No living being ever humbly laid his advantage at M. Emanuel’s feet, or confidingly put it into his hands, that he spurned the trust, or repulsed the repository. What might be his private pain or inward reluctance to leave Europe—what his calculations for his own future—none asked, or knew, or reported. All this was a blank to me. His conferences with his confessor I might guess; the part duty and religion were made to play in the persuasions used, I might conjecture. He was gone, and had made no sign. There my knowledge closed.

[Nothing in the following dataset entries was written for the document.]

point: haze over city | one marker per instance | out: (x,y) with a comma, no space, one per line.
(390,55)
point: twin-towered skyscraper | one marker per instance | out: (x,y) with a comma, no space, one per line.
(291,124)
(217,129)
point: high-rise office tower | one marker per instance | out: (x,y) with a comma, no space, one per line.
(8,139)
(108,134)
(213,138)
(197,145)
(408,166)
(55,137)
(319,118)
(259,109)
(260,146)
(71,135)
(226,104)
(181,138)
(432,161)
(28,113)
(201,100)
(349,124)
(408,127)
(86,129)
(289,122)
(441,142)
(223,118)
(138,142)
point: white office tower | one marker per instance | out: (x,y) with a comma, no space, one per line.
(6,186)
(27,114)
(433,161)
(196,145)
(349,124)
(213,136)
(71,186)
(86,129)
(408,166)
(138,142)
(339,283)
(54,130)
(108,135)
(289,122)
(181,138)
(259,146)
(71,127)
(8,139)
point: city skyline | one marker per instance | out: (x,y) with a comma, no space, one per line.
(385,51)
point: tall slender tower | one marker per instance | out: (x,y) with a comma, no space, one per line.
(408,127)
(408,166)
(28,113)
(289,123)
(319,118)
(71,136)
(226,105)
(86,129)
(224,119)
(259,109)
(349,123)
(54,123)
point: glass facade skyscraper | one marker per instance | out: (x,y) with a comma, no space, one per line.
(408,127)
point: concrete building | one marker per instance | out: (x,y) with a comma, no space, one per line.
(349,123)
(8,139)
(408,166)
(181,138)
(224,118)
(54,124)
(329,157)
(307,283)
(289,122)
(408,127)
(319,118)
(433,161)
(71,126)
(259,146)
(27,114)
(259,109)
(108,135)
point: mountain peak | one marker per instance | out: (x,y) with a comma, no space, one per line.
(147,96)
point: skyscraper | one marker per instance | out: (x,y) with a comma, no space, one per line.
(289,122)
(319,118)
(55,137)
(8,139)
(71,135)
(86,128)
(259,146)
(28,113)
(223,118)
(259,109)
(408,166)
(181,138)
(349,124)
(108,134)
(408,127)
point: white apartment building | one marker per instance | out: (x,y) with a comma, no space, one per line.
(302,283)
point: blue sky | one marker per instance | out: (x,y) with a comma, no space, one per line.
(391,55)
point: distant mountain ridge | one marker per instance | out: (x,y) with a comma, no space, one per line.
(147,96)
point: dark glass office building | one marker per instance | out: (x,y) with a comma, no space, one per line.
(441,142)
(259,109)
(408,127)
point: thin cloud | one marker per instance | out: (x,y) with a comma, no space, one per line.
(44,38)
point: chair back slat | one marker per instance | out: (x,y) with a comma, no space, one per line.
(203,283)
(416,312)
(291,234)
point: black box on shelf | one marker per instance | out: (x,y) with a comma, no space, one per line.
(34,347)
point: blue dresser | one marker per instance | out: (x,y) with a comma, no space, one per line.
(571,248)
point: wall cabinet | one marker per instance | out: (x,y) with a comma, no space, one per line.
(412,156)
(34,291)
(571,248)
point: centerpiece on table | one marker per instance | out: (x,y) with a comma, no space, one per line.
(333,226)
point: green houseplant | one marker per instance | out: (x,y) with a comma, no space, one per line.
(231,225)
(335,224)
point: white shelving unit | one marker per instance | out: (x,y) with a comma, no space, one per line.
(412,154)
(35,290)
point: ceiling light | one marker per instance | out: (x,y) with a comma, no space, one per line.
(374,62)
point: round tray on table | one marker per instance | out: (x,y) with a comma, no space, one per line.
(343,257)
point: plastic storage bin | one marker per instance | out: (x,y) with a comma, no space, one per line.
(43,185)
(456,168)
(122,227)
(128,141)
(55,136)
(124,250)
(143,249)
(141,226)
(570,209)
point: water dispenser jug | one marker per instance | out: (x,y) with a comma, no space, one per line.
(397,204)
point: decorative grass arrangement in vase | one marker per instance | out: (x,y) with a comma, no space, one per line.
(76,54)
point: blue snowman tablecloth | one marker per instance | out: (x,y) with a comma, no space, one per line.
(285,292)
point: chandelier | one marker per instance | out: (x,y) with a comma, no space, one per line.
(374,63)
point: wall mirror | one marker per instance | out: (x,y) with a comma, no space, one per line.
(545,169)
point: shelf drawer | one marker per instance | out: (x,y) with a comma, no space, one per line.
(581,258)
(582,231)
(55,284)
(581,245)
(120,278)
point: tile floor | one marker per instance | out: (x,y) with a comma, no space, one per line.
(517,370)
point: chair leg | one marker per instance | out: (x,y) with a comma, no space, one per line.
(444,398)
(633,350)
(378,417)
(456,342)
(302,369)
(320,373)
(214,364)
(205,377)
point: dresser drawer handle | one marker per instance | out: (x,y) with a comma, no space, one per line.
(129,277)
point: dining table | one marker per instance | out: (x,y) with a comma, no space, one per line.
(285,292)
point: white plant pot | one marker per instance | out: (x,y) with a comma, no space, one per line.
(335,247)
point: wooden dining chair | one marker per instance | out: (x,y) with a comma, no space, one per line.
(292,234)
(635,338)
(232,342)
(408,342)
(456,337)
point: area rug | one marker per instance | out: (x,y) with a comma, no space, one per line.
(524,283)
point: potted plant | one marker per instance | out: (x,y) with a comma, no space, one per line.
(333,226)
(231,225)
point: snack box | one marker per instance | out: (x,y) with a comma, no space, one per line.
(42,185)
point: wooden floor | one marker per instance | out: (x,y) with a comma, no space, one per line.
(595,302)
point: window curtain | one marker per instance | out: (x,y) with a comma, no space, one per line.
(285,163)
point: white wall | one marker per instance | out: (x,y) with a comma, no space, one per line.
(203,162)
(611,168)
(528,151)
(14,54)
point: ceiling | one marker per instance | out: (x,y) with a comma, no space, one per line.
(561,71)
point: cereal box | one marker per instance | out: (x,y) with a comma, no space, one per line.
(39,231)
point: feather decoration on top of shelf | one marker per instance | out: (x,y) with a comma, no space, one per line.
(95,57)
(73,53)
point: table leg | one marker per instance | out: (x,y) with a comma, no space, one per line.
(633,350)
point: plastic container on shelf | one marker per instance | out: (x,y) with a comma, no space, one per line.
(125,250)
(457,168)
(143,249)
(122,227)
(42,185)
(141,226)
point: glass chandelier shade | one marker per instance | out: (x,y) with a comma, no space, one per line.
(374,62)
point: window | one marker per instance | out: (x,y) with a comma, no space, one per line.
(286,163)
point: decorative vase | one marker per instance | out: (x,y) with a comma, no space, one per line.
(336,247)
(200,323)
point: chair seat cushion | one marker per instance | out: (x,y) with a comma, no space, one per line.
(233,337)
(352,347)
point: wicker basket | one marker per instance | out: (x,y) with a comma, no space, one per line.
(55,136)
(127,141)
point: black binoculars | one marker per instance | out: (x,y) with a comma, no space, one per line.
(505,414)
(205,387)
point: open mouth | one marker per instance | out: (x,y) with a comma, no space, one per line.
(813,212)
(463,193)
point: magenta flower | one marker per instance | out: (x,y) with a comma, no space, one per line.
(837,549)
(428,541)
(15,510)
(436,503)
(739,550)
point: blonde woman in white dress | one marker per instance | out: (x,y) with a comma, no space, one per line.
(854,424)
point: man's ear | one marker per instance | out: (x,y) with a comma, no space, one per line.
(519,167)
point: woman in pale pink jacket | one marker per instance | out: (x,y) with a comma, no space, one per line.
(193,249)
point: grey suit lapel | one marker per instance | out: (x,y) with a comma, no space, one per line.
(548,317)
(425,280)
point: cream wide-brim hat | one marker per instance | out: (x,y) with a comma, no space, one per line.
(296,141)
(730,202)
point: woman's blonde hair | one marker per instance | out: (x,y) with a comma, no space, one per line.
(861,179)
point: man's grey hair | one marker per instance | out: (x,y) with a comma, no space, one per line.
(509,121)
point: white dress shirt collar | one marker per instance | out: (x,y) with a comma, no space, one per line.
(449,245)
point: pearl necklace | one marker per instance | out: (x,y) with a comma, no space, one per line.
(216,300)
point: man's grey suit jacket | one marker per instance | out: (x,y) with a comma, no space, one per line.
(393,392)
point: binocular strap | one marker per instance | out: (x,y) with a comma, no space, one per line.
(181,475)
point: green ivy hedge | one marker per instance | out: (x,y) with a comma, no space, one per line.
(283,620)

With my head bent, and my forehead resting on my hands, I sat amidst grouped tree-stems and branching brushwood. Whatever talk passed amongst my neighbours, I might hear, if I would; I was near enough; but, for some time, there was scarce motive to attend. They gossiped about the dresses, the music, the illuminations, the fine night. I listened to hear them say, ‘It is calm weather for his voyage; the “Antigua”’ (his ship) ‘will sail prosperously.’ No such remark fell: neither the ‘Antigua,’ nor her course, nor her passenger, were named.
Perhaps the light chat scarcely interested old Madame Walravens more than it did me; she appeared restless, turning her head now to this side, now that, looking though the trees, and among the crowd, as if expectant of an arrival and impatient of a delay. ‘Où sont-ils? Pourquoi ne viennent-ils?’ji I heard her mutter more than once; and at last, as if determined to have an answer to her question—which hitherto none seemed to mind, she spoke aloud this phrase—a phrase brief enough, simple enough, but it sent a shock through me—
‘Messieurs et mesdames,’ said she, ‘où done est Justine Marie?’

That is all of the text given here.